Durante el invierno, el césped entra en una fase de reposo, pero esto no significa que esté protegido frente a condiciones extremas. Las nevadas intensas o prolongadas pueden causar daños importantes que no siempre se aprecian de inmediato, pero que afectan a la salud y al aspecto del césped en los meses posteriores. Entender cómo influye la nieve y actuar correctamente es clave para una buena recuperación.
Aplastamiento del césped por el peso de la nieve
Cuando la nieve se acumula durante varios días, su peso comprime las hojas del césped contra el suelo. Este aplastamiento reduce la entrada de oxígeno, limita la fotosíntesis y dificulta la respiración de las raíces.
Las zonas más afectadas suelen ser accesos, caminos, entradas de vehículos y áreas de paso frecuente. Si el césped permanece aplastado durante demasiado tiempo, es habitual que aparezca amarillento, con crecimiento irregular y menor densidad cuando llega la primavera.
Para minimizar estos daños es fundamental evitar el tránsito sobre el césped nevado y retirar la nieve lo antes posible, especialmente en las zonas donde el peso se acumula de forma constante.

Aparición de hongos y enfermedades fúngicas
La nieve crea un entorno perfecto para el desarrollo de hongos: humedad constante, temperaturas bajas y escasa ventilación. Cuando el césped permanece cubierto durante largos periodos, aumenta el riesgo de enfermedades fúngicas que suelen manifestarse semanas después de que la nieve haya desaparecido.
Los síntomas más comunes incluyen manchas blanquecinas o grisáceas, zonas circulares amarillas o marrones y un crecimiento desigual al inicio de la primavera. En muchos casos, el problema no es visible de inmediato, lo que dificulta su detección temprana.
La mejor forma de prevenir estos problemas es evitar acumulaciones prolongadas de nieve, mantener el césped limpio antes del invierno (sin hojas ni restos orgánicos) y favorecer la ventilación del terreno cuando las condiciones lo permitan.
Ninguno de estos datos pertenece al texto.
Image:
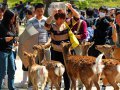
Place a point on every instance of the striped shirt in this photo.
(39, 26)
(57, 36)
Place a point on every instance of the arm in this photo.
(114, 36)
(83, 34)
(74, 12)
(49, 20)
(114, 32)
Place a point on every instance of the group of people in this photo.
(104, 29)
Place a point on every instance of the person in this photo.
(7, 64)
(29, 16)
(116, 28)
(28, 5)
(1, 12)
(103, 31)
(59, 32)
(38, 22)
(90, 22)
(80, 31)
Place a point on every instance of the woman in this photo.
(7, 64)
(116, 28)
(59, 33)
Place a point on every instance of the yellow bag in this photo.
(74, 41)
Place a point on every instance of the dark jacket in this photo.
(5, 46)
(103, 31)
(6, 31)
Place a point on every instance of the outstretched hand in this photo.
(68, 5)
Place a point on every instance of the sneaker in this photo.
(46, 87)
(22, 85)
(30, 88)
(4, 86)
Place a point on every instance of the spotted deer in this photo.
(36, 73)
(112, 64)
(85, 68)
(55, 68)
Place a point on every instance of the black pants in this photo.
(93, 51)
(58, 56)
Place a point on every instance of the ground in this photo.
(19, 72)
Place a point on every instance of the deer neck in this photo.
(65, 54)
(40, 56)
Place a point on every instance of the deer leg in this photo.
(44, 83)
(95, 80)
(73, 84)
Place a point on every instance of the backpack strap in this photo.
(79, 25)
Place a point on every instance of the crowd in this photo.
(100, 26)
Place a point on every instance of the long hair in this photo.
(6, 21)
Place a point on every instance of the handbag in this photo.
(74, 41)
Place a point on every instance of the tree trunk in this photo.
(47, 3)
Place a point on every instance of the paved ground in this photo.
(19, 73)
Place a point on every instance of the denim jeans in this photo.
(7, 67)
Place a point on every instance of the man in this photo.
(1, 12)
(38, 22)
(80, 31)
(103, 31)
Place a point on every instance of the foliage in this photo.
(81, 4)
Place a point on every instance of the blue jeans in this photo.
(7, 67)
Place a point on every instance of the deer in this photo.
(36, 73)
(112, 65)
(55, 68)
(85, 68)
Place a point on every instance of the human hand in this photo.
(8, 39)
(54, 12)
(112, 25)
(68, 5)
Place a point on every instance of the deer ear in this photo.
(25, 53)
(35, 53)
(114, 46)
(47, 45)
(92, 43)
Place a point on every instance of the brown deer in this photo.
(112, 66)
(85, 47)
(85, 68)
(37, 73)
(55, 68)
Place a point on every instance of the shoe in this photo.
(46, 87)
(4, 86)
(30, 88)
(22, 85)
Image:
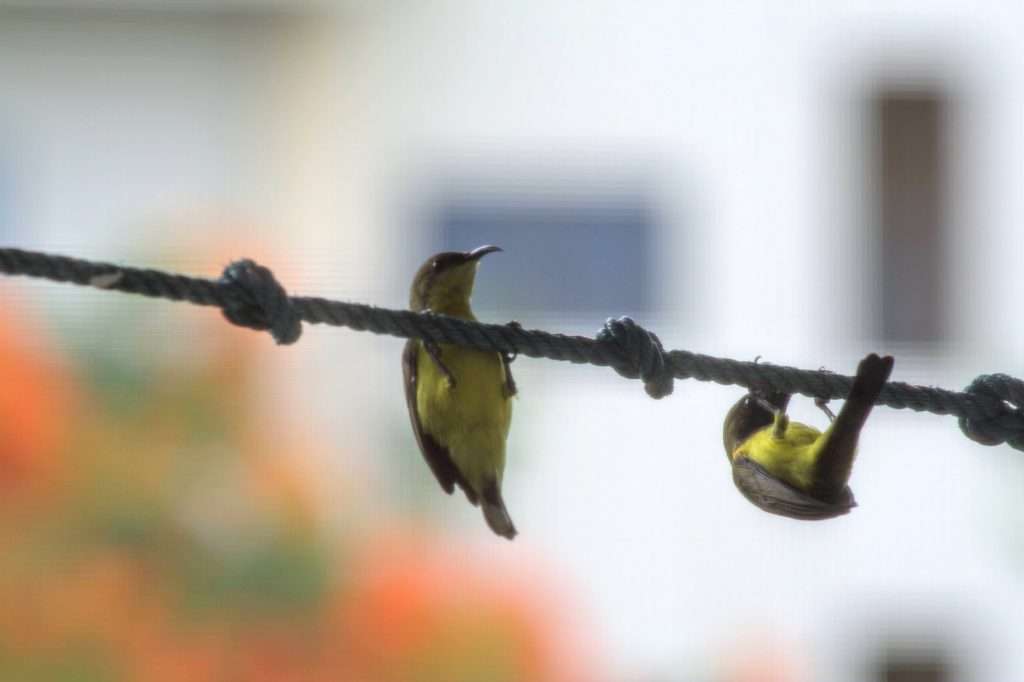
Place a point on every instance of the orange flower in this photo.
(423, 613)
(36, 405)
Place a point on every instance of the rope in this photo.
(989, 410)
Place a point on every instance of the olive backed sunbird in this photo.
(460, 399)
(793, 469)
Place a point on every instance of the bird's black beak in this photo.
(480, 252)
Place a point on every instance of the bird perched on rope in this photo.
(793, 469)
(460, 399)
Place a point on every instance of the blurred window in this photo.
(909, 163)
(586, 254)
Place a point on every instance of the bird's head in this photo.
(444, 282)
(750, 415)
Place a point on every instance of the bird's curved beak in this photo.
(480, 252)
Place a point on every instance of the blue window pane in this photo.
(561, 255)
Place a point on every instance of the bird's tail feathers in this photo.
(836, 458)
(495, 512)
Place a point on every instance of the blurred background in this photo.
(804, 182)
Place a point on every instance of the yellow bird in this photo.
(793, 469)
(460, 399)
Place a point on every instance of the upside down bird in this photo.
(793, 469)
(460, 399)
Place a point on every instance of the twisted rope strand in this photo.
(989, 411)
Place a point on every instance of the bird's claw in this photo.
(822, 405)
(435, 354)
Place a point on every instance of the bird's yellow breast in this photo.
(472, 418)
(791, 459)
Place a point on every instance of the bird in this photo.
(460, 399)
(793, 469)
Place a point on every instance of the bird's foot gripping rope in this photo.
(990, 411)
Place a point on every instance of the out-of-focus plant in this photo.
(155, 524)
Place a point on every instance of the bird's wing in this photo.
(436, 456)
(773, 496)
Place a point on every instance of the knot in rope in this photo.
(643, 348)
(1007, 425)
(262, 303)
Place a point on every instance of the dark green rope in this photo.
(989, 410)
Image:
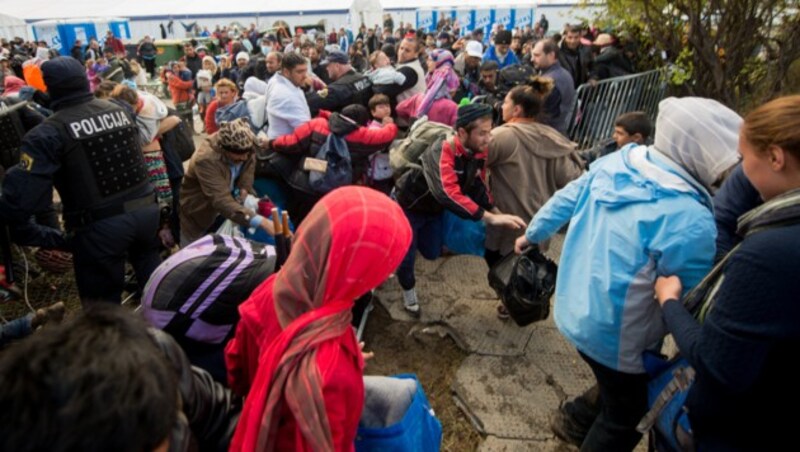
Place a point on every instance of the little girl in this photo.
(206, 94)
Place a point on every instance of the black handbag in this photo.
(525, 284)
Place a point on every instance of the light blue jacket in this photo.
(634, 216)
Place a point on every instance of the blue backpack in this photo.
(233, 112)
(339, 171)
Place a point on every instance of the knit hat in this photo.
(472, 112)
(357, 113)
(65, 79)
(236, 136)
(701, 135)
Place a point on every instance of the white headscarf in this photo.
(701, 135)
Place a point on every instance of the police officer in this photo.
(348, 87)
(90, 152)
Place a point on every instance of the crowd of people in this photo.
(647, 222)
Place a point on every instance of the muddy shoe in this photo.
(410, 303)
(502, 313)
(566, 429)
(51, 314)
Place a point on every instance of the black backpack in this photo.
(339, 171)
(512, 76)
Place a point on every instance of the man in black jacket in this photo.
(88, 150)
(574, 56)
(348, 86)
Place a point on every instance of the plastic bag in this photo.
(525, 284)
(230, 228)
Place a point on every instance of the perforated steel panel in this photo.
(116, 161)
(11, 133)
(507, 396)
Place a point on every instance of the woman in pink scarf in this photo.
(436, 102)
(295, 355)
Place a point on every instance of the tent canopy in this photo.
(468, 4)
(11, 27)
(32, 10)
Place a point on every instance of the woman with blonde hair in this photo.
(743, 347)
(226, 94)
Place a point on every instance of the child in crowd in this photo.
(92, 75)
(632, 127)
(379, 173)
(380, 108)
(382, 72)
(206, 94)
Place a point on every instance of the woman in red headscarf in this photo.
(295, 355)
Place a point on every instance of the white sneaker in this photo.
(410, 303)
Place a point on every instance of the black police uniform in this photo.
(89, 151)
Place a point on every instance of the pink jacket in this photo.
(442, 111)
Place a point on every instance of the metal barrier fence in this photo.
(596, 107)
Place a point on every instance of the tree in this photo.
(736, 51)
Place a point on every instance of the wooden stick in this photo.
(287, 233)
(280, 243)
(276, 221)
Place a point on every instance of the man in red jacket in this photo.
(452, 177)
(291, 151)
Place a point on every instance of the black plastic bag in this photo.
(525, 284)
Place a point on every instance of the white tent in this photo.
(147, 15)
(558, 12)
(11, 27)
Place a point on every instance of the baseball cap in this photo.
(336, 56)
(503, 37)
(474, 48)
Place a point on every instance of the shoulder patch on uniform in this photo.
(26, 161)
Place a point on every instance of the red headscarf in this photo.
(350, 242)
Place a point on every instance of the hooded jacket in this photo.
(527, 162)
(626, 228)
(637, 214)
(206, 190)
(12, 85)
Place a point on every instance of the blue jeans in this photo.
(16, 329)
(427, 238)
(622, 403)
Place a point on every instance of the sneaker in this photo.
(410, 303)
(566, 429)
(502, 313)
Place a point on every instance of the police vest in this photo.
(102, 164)
(11, 133)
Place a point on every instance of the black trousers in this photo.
(101, 249)
(623, 400)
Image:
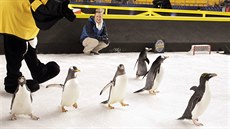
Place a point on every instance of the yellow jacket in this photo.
(16, 18)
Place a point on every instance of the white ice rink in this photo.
(144, 111)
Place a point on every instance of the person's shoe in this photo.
(12, 85)
(50, 70)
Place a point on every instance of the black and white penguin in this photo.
(22, 101)
(200, 100)
(117, 88)
(71, 89)
(141, 62)
(154, 76)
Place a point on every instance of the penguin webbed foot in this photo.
(75, 105)
(63, 109)
(110, 107)
(153, 92)
(33, 117)
(124, 104)
(13, 117)
(195, 121)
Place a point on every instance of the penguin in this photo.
(21, 103)
(71, 91)
(141, 62)
(154, 76)
(199, 101)
(117, 88)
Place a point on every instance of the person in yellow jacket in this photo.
(20, 21)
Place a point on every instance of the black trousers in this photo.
(17, 49)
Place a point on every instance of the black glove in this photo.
(105, 39)
(67, 13)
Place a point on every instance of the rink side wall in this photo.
(133, 35)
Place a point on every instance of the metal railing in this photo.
(173, 2)
(140, 13)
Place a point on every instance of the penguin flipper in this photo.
(193, 88)
(110, 84)
(55, 85)
(12, 101)
(147, 60)
(135, 64)
(105, 102)
(145, 74)
(139, 90)
(31, 98)
(191, 105)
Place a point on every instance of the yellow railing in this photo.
(173, 2)
(139, 13)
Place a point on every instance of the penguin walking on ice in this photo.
(117, 88)
(141, 62)
(199, 101)
(22, 101)
(154, 76)
(71, 91)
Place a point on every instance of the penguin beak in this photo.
(213, 74)
(148, 49)
(77, 70)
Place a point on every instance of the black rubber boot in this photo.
(11, 85)
(39, 71)
(15, 49)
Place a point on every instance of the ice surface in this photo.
(144, 111)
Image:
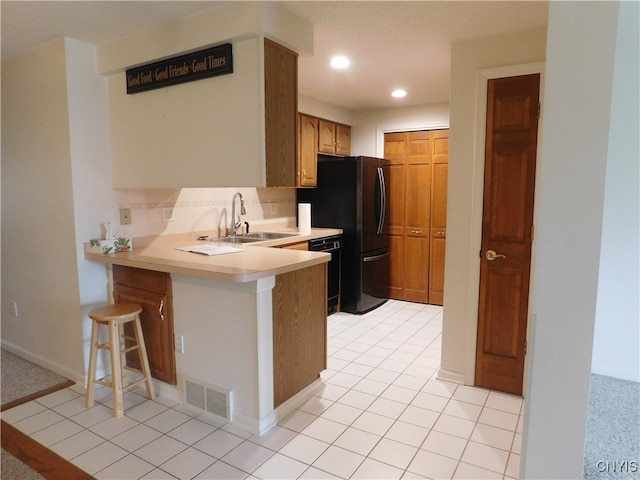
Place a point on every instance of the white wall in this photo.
(200, 209)
(575, 138)
(464, 207)
(616, 349)
(39, 256)
(370, 125)
(207, 133)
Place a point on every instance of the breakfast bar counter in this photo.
(251, 324)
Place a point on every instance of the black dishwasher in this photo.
(330, 245)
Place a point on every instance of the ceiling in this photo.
(391, 44)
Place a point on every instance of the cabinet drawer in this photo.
(140, 278)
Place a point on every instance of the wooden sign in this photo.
(185, 68)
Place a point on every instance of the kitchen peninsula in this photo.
(253, 321)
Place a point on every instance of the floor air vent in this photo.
(216, 400)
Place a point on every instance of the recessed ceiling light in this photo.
(339, 62)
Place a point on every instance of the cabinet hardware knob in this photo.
(492, 255)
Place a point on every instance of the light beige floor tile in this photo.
(280, 467)
(492, 436)
(445, 444)
(126, 468)
(99, 457)
(306, 449)
(342, 413)
(56, 432)
(192, 431)
(393, 453)
(339, 462)
(466, 471)
(357, 441)
(459, 427)
(218, 443)
(137, 437)
(247, 456)
(222, 471)
(373, 470)
(498, 418)
(160, 450)
(432, 465)
(407, 433)
(188, 463)
(324, 430)
(487, 457)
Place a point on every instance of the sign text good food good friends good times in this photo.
(185, 68)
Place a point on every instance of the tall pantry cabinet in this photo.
(417, 213)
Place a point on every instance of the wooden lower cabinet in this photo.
(152, 291)
(417, 217)
(299, 330)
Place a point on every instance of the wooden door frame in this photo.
(482, 78)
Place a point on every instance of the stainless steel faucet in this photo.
(235, 223)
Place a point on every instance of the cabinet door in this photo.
(299, 330)
(308, 151)
(326, 137)
(343, 140)
(152, 291)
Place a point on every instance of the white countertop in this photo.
(256, 260)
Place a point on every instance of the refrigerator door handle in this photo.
(375, 257)
(382, 199)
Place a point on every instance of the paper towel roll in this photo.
(304, 218)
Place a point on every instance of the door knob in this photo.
(492, 255)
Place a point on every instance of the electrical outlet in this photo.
(167, 214)
(180, 343)
(125, 216)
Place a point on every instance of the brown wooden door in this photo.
(308, 151)
(417, 216)
(281, 110)
(507, 226)
(438, 242)
(395, 152)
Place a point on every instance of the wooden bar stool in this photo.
(114, 316)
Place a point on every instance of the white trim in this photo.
(482, 78)
(449, 376)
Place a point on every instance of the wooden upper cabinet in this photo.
(281, 109)
(343, 140)
(334, 138)
(307, 150)
(316, 135)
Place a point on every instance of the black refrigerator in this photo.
(352, 194)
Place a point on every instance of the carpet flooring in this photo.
(612, 447)
(22, 381)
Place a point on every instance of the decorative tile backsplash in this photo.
(198, 209)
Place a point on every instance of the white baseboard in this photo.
(44, 363)
(449, 376)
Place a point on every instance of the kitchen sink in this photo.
(236, 239)
(251, 237)
(268, 235)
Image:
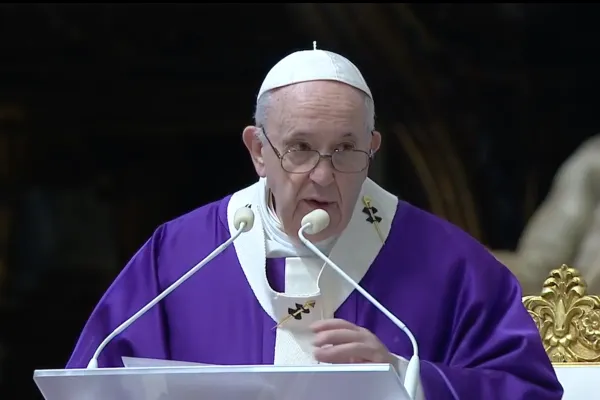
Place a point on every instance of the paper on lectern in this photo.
(137, 362)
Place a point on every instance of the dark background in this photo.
(116, 118)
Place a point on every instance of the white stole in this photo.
(355, 250)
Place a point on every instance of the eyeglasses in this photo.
(304, 161)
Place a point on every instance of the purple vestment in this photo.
(463, 306)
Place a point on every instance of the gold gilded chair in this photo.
(567, 317)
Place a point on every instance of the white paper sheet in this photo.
(136, 362)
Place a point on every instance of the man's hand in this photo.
(340, 342)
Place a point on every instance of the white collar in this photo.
(354, 251)
(278, 243)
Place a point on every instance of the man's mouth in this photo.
(318, 203)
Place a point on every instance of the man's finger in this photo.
(344, 353)
(336, 337)
(331, 324)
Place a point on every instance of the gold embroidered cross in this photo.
(373, 218)
(297, 312)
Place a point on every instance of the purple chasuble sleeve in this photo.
(492, 347)
(135, 286)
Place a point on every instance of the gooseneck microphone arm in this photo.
(313, 223)
(243, 222)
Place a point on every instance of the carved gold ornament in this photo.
(567, 318)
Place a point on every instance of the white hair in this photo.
(264, 103)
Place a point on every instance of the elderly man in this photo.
(311, 145)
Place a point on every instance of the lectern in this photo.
(256, 382)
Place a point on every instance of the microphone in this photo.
(243, 220)
(315, 222)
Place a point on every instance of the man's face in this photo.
(324, 116)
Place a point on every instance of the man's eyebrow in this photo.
(303, 135)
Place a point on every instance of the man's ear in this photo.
(254, 146)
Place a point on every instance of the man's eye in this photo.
(299, 147)
(346, 146)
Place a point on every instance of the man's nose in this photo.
(322, 175)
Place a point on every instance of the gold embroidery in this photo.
(297, 312)
(373, 218)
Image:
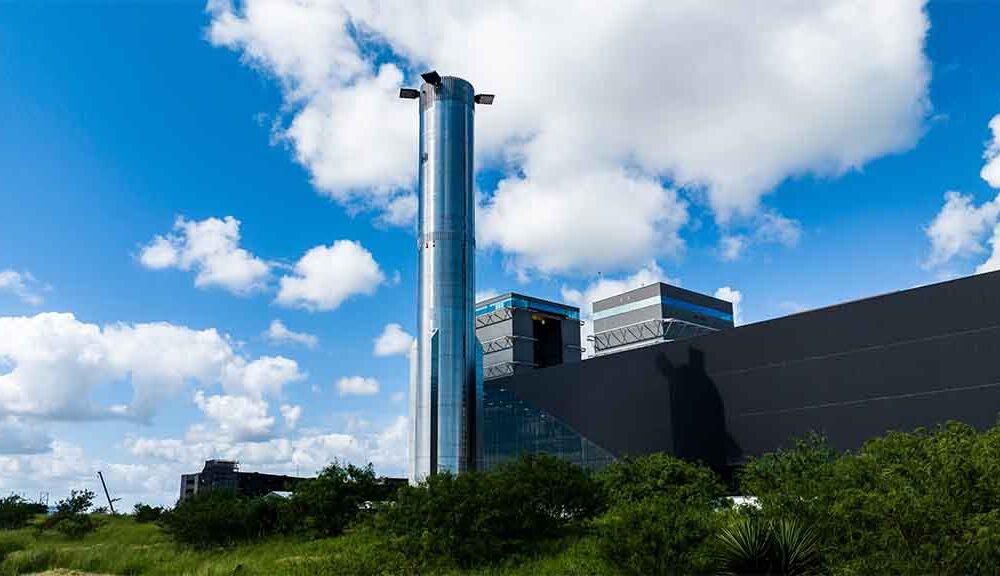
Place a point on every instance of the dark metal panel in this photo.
(914, 358)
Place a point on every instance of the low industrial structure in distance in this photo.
(226, 475)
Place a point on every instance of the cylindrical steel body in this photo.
(444, 395)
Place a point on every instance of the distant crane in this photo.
(111, 502)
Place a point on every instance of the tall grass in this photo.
(122, 546)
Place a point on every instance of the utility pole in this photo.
(111, 503)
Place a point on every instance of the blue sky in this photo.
(118, 118)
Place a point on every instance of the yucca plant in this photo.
(751, 545)
(795, 547)
(743, 546)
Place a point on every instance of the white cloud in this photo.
(67, 466)
(991, 171)
(993, 262)
(591, 221)
(327, 275)
(57, 364)
(732, 295)
(605, 288)
(21, 284)
(810, 88)
(766, 228)
(304, 454)
(278, 333)
(291, 414)
(265, 376)
(211, 248)
(18, 436)
(357, 386)
(239, 418)
(960, 228)
(393, 341)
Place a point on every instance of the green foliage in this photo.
(748, 544)
(659, 534)
(906, 503)
(16, 512)
(218, 518)
(78, 502)
(144, 513)
(329, 503)
(631, 480)
(70, 518)
(477, 517)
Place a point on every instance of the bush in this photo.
(658, 535)
(329, 503)
(750, 545)
(71, 518)
(632, 480)
(144, 513)
(921, 502)
(479, 517)
(16, 512)
(217, 518)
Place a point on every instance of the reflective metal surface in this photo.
(444, 395)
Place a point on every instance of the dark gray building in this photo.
(915, 358)
(226, 475)
(520, 333)
(656, 313)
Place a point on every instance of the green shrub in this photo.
(71, 518)
(633, 479)
(923, 502)
(206, 519)
(658, 535)
(144, 513)
(478, 517)
(329, 503)
(16, 512)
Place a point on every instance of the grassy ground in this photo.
(121, 546)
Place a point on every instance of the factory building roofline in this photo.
(515, 300)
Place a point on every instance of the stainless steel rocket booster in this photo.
(445, 387)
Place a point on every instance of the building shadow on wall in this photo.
(698, 422)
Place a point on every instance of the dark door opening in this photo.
(547, 333)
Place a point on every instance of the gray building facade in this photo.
(520, 333)
(656, 313)
(899, 361)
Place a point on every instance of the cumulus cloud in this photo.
(22, 285)
(66, 465)
(211, 248)
(238, 418)
(606, 287)
(278, 333)
(306, 453)
(18, 436)
(732, 295)
(357, 386)
(585, 222)
(327, 275)
(961, 227)
(291, 414)
(991, 171)
(766, 228)
(393, 341)
(810, 88)
(55, 364)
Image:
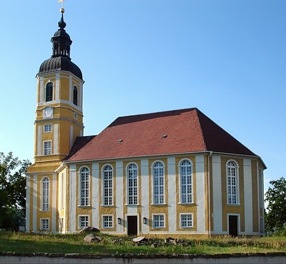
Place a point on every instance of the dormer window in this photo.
(75, 92)
(49, 92)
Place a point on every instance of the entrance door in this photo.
(132, 225)
(233, 225)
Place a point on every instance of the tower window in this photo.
(49, 92)
(47, 148)
(75, 92)
(45, 194)
(48, 128)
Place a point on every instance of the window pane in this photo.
(186, 181)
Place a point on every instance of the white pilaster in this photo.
(73, 198)
(41, 90)
(35, 205)
(247, 179)
(217, 194)
(39, 141)
(56, 139)
(28, 202)
(54, 203)
(172, 216)
(71, 136)
(200, 194)
(144, 192)
(119, 194)
(95, 194)
(57, 87)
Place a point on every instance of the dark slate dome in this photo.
(60, 59)
(60, 63)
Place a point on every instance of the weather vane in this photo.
(62, 1)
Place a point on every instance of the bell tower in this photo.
(59, 120)
(59, 115)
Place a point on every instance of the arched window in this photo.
(158, 183)
(45, 194)
(75, 92)
(49, 92)
(84, 186)
(132, 188)
(232, 182)
(107, 185)
(186, 181)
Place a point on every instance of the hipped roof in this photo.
(162, 133)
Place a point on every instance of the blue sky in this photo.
(225, 57)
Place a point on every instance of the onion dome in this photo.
(60, 59)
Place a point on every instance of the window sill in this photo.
(84, 206)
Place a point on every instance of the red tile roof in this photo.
(162, 133)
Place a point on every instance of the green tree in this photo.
(12, 190)
(276, 206)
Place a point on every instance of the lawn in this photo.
(74, 243)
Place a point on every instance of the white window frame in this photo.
(107, 185)
(107, 221)
(45, 194)
(158, 179)
(187, 223)
(186, 182)
(158, 220)
(232, 182)
(47, 146)
(45, 224)
(84, 186)
(132, 183)
(47, 128)
(83, 221)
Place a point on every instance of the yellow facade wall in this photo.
(237, 209)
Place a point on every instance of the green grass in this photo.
(63, 244)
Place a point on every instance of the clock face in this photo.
(48, 112)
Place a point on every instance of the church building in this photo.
(173, 172)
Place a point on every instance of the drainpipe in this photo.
(209, 193)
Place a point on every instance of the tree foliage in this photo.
(12, 190)
(276, 208)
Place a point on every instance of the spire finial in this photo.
(61, 1)
(62, 23)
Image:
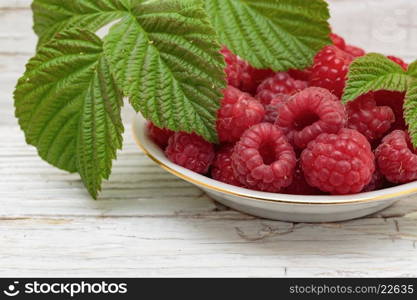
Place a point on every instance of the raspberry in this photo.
(330, 68)
(238, 112)
(299, 186)
(395, 100)
(309, 113)
(369, 119)
(190, 151)
(338, 41)
(354, 51)
(399, 61)
(341, 163)
(280, 83)
(271, 110)
(396, 157)
(263, 159)
(222, 166)
(241, 75)
(377, 182)
(159, 135)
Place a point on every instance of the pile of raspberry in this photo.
(288, 132)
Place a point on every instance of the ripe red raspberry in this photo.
(263, 159)
(309, 113)
(341, 163)
(241, 75)
(354, 51)
(330, 69)
(238, 112)
(280, 83)
(369, 119)
(299, 186)
(338, 41)
(271, 110)
(395, 100)
(396, 157)
(159, 135)
(377, 182)
(222, 166)
(190, 151)
(399, 61)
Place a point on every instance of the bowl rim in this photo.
(153, 151)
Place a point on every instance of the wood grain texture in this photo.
(149, 223)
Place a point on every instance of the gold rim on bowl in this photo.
(317, 201)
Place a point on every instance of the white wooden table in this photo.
(148, 223)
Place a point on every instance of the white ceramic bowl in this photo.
(275, 206)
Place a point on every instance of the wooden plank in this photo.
(182, 246)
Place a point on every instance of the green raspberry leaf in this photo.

Exceso de humedad y problemas de drenaje
Al derretirse la nieve, el suelo puede quedar saturado de agua durante varios días. Este exceso de humedad provoca asfixia radicular, debilitando el sistema de raíces y reduciendo la capacidad del césped para recuperarse correctamente.
Los jardines con mal drenaje son especialmente vulnerables, ya que retienen el agua durante más tiempo. Esto puede derivar en zonas encharcadas, aparición de musgo y pérdida progresiva de densidad vegetal.
Tras una nevada, es importante observar cómo responde el terreno, evitar riegos innecesarios y planificar tareas como el aireado o escarificado solo cuando el suelo esté lo suficientemente seco.
Daños causados por el pisoteo sobre nieve
Caminar o circular sobre césped cubierto de nieve incrementa notablemente los daños. El peso adicional rompe las hojas, compacta el suelo y agrava el aplastamiento, dejando marcas visibles que pueden tardar semanas en desaparecer.
Este problema es frecuente en accesos a viviendas, jardines comunitarios y zonas comunes donde no se delimitan claramente los caminos de paso. Reducir el tránsito sobre estas áreas y despejar accesos cuanto antes ayuda a proteger la superficie vegetal y acelera la recuperación posterior.
Cuidados del césped tras una nevada
Una vez la nieve desaparece, la recuperación del césped debe hacerse de forma progresiva. Actuar demasiado pronto puede empeorar la situación si el suelo aún está blando o saturado de agua.
Es recomendable retirar restos de nieve compactada, evitar trabajar el césped inmediatamente y esperar a que el terreno se seque ligeramente. Cuando las condiciones son adecuadas, tareas como la aireación, la limpieza superficial y una fertilización suave ayudan a estimular la recuperación natural del césped y a reforzarlo de cara a la primavera.
Retirar la nieve a tiempo: clave para proteger el césped

El principal factor que determina el daño al césped no es la nieve en sí, sino el tiempo que permanece acumulada. Cuanto antes se liberen las zonas verdes y de paso, menor será el impacto sobre el suelo, las raíces y la estructura del césped.
En jardines amplios, comunidades o espacios profesionales, la retirada manual de nieve no siempre es eficaz ni segura. Contar con soluciones adecuadas para retirar la nieve permite actuar con rapidez, reducir la compactación del terreno y prevenir problemas de humedad prolongada.